L’ortie dans la cuisine

Heureusement que la cuisson détruit le pouvoir urticant de la plante !

Toutes les orties sont comestibles. Elles sont excellentes en soupe, soufflés ou en remplacement des épinards, y compris en pizzas.

Nous vous proposons quelques fiches-cuisine, mais l’utilisation de l’ortie ne se limite pas à ces quelques plats. Votre imagination saura faire le reste !

L’ortie garde-manger

L’ortie est à la base d’une chaîne alimentaire qui va d’une centaine d’espèces d’insectes, vivant et se reproduisant chez elle, à tout autant d’espèces animales se nourrissant de ces insectes : oiseaux, palmipèdes, volailles, biches, chevreuils, hérissons, papillons, mouches et charançons, sans oublier les coccinelles, amies des jardiniers.

L’ortie à la ferme

Hachée crue, l’ortie peut être donnée aux volailles ; jeune et soumise à dessiccation, elle peut être donnée au bétail qui l’apprécie. Avec une ingestion régulière d’ortie, la quantité et la qualité du lait des vaches augmente, la ponte des poules est stimulée, les chevaux sont plus vifs et leur poil plus vigoureux, les défenses immunitaires de la volaille et des porcs sont renforcées.

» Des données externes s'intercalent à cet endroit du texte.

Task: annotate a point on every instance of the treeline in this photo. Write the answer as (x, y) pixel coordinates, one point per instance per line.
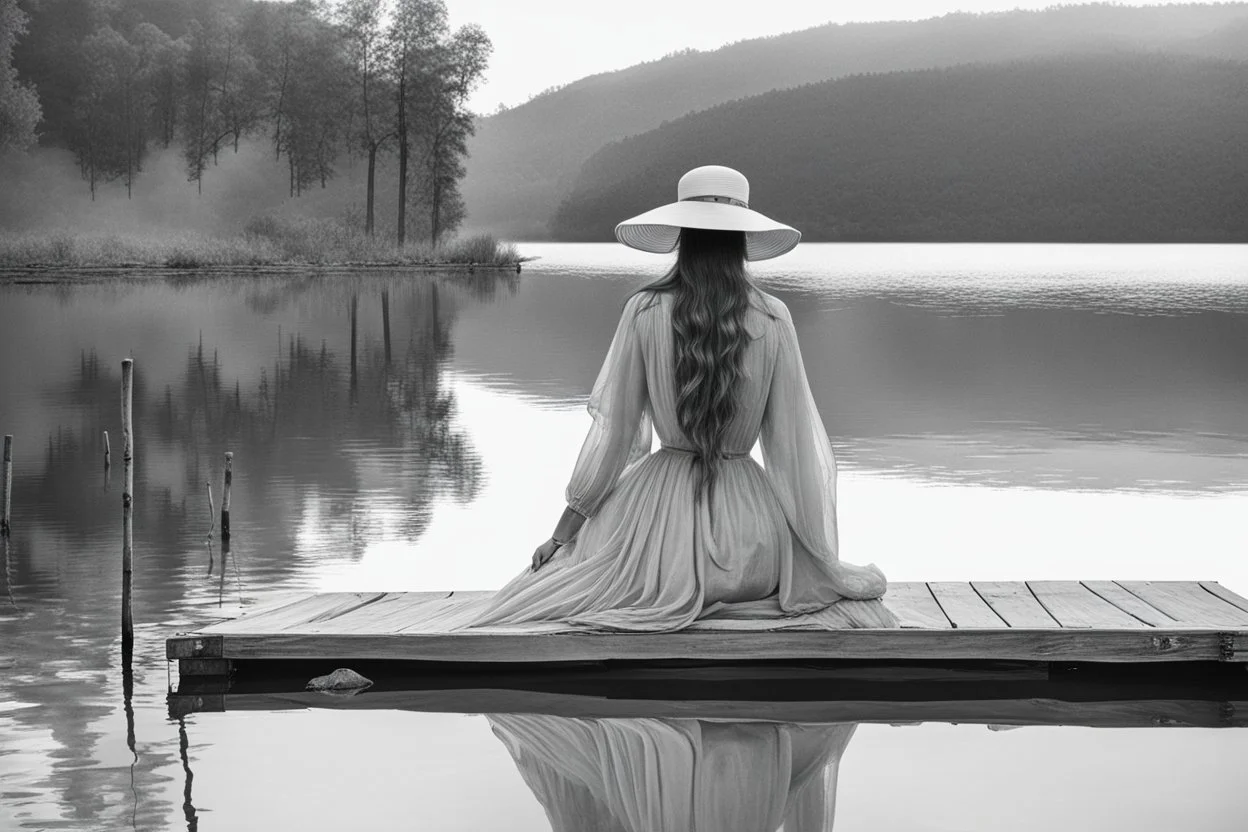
(117, 77)
(1130, 147)
(524, 160)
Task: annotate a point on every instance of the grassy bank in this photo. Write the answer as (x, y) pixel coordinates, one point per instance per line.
(266, 241)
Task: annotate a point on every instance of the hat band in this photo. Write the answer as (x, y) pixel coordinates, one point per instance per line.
(729, 200)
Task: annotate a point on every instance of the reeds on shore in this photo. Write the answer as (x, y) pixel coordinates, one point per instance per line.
(265, 241)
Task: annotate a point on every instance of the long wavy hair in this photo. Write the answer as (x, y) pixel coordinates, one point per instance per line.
(711, 292)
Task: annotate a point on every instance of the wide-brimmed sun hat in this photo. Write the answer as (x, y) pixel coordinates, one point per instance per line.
(711, 196)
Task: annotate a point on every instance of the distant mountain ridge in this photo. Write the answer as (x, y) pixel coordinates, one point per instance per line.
(1080, 149)
(523, 161)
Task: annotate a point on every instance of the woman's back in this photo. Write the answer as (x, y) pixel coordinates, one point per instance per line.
(750, 391)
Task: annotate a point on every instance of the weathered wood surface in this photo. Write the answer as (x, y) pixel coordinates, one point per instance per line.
(1015, 604)
(915, 606)
(942, 620)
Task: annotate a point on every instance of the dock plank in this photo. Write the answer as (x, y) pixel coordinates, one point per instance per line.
(315, 608)
(1226, 595)
(964, 606)
(731, 645)
(1188, 603)
(1130, 604)
(388, 614)
(1096, 621)
(1076, 606)
(1015, 603)
(915, 606)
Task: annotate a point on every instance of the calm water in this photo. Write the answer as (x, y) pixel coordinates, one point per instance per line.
(1001, 412)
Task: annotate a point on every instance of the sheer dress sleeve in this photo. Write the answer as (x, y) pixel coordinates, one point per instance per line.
(620, 433)
(799, 462)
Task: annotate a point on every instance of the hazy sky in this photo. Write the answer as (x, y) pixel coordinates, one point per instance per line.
(544, 43)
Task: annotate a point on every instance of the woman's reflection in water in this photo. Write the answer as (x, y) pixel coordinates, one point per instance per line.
(652, 775)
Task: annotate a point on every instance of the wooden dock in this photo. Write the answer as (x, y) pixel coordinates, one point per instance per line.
(1042, 621)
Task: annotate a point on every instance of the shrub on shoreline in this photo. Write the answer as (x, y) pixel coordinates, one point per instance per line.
(266, 241)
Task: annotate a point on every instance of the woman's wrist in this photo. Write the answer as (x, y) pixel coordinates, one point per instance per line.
(569, 524)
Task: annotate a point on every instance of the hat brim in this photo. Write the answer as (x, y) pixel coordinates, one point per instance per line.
(658, 230)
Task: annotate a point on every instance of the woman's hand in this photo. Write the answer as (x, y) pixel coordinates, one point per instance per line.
(544, 553)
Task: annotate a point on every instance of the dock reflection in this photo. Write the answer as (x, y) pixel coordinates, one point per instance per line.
(634, 775)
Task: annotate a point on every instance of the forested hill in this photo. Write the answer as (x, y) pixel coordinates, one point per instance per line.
(1130, 147)
(524, 160)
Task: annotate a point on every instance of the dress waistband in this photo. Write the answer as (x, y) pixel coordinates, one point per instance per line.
(694, 453)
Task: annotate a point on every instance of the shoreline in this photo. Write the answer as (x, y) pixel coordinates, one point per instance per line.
(54, 273)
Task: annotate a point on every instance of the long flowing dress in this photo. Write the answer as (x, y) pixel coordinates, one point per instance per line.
(678, 775)
(653, 558)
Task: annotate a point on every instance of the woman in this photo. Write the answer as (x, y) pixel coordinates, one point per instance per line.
(652, 541)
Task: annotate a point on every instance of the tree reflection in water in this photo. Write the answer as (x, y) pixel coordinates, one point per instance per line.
(677, 775)
(308, 425)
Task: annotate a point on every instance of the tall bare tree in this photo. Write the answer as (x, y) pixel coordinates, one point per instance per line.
(416, 31)
(373, 97)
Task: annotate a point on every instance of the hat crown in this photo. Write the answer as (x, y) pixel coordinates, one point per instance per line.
(714, 180)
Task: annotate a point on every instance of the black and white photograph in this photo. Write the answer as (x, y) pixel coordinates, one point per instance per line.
(663, 416)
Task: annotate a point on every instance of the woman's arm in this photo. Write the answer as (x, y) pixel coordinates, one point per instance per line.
(619, 434)
(569, 524)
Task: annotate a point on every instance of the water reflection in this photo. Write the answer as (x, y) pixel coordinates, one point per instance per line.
(643, 775)
(1002, 413)
(330, 430)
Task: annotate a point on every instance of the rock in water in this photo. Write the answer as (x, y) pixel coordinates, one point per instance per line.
(342, 682)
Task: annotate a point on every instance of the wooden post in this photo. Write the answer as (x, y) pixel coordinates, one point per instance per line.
(212, 512)
(225, 498)
(386, 323)
(355, 378)
(6, 497)
(127, 499)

Comme fertilisant, l’ortie permet la fabrication de purin d’ortiepar macération d’orties hachées dans de l’eau pendant quelques jours à l’abri de la lumière. Il sert de fongicide (contre le mildiou), d’insecticide (contre les pucerons et acariens) et d’activateur ou de régulateur de croissance des végétaux. La fabrication, l’utilisation et la commercialisation sont réglementées en France par l’arrêté du 18 avril 2011.

En conclusion

Dans le 12ème album de Francis Cabrel, Des roses et des orties, on entend :

 « Vers quel monde, sous quel règne et à quels juges sommes-nous promis ? 
A quel âge, à quelle page et dans quelle case sommes-nous inscrits ?
Les mêmes questions qu’on se pose
On part vers où et vers qui ?
Et comme indice pas grand chose :
Des roses et des orties »

…et un ultime conseil :

Il ne faut pas pousser Mémé dans les orties !

Proverbes sur l’ortie :

« L’ortie, aux yeux du peuple herbe si méprisable,
Tient dans la médecine une place honorable. »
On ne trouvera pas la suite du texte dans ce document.